White House delays border passport rules
20 June 2007
Starting next year, travelers also will no longer be able to make a verbal declaration of U.S citizenship to re-enter the country.
The modification is expected to last at least until the summer of 2008, when officials hope to require passports or similar documentation at all land and sea crossings.
Homeland Security Secretary Michael Chertoff announced the proposed rules and new flexibility after a passport requirement for air travel to those countries produced monthslong delays in processing passport applications at the State Department.
Even as recently as last week, DHS officials had insisted in the face of a public outcry that they were going forward with the tougher regulations on land and sea crossings starting in January.
Chertoff tried a different approach Wednesday.
"We are not going to drop the ax on Jan. 1, 2008," said Chertoff. "We've come to understand that it's important to build flexibility in our systems."
The announcement that officials would ease into the new rule was greeted with scorn by lawmakers critical of the agency.
Rep. Thomas Reynolds, R-N.Y., called it "more of the same bureaucratic doublespeak."
"They ask us to trust them to get this right. Frankly these two agencies haven't earned the trust of this Congress or the American people," said Reynolds.
The impending rule in January has rankled those living on the northern border, where people frequently cross into Canada for casual shopping and sports events.
That anger spread to all sections of the country in recent months as travelers faced a logistical nightmare of trying to get passports in time for travel. The waiting time for passports soared from around six weeks to more than three months, delaying or ruining the travel plans of thousands of Americans.
Chertoff, who in February pronounced the program was proceeding "flawlessly," on Wednesday called the current delays "a hiccup."
"I'm obviously dismayed that there was a problem in producing passports," he said.
But he also cautioned that without tougher rules the United State will remain unnecessarily vulnerable to terrorists using false documents to sneak across the border.
Under a post-Sept. 11 security law passed by Congress, U.S. citizens were to be required to show passports at such land and sea crossings beginning in 2008.
At a Senate hearing Tuesday, Maura Harty, assistant secretary of state for consular affairs, took the blame for the passport mess, even as she offered a wide array of explanations.

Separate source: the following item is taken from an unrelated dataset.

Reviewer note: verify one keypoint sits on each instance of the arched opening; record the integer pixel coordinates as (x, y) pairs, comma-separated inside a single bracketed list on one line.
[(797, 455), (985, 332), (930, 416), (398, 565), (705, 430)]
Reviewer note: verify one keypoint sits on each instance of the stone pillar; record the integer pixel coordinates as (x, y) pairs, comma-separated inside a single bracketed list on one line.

Part of the problem, she said, was that in 2005 Hurricane Katrina reduced the capabilities of the agency's New Orleans passport office. She also said the agency had not expected so many Americans to actually obey the new law.
And, she said, many people were applying for passports with no specific travel plans in mind — but that is precisely what northern state lawmakers had warned would happen for those living along the U.S. border who do not plan such trips far in advance.
Rep. Steve LaTourette, R-Ohio, said he thought the agency's new schedule was still "overly optimistic," but was glad they were at least "giving themselves some wiggle room and could delay implementation further if needed."
Complaints from the public and from Congress about the passport delays forced the Bush administration on June 8 to suspend the air travel passport requirement until September.
Officials announced that those flying back from Canada, Mexico, the Caribbean and Bermuda may now do so until September with an identification card like a driver's license and a printout from a State Department Web site showing they have applied and are still waiting for a U.S. passport.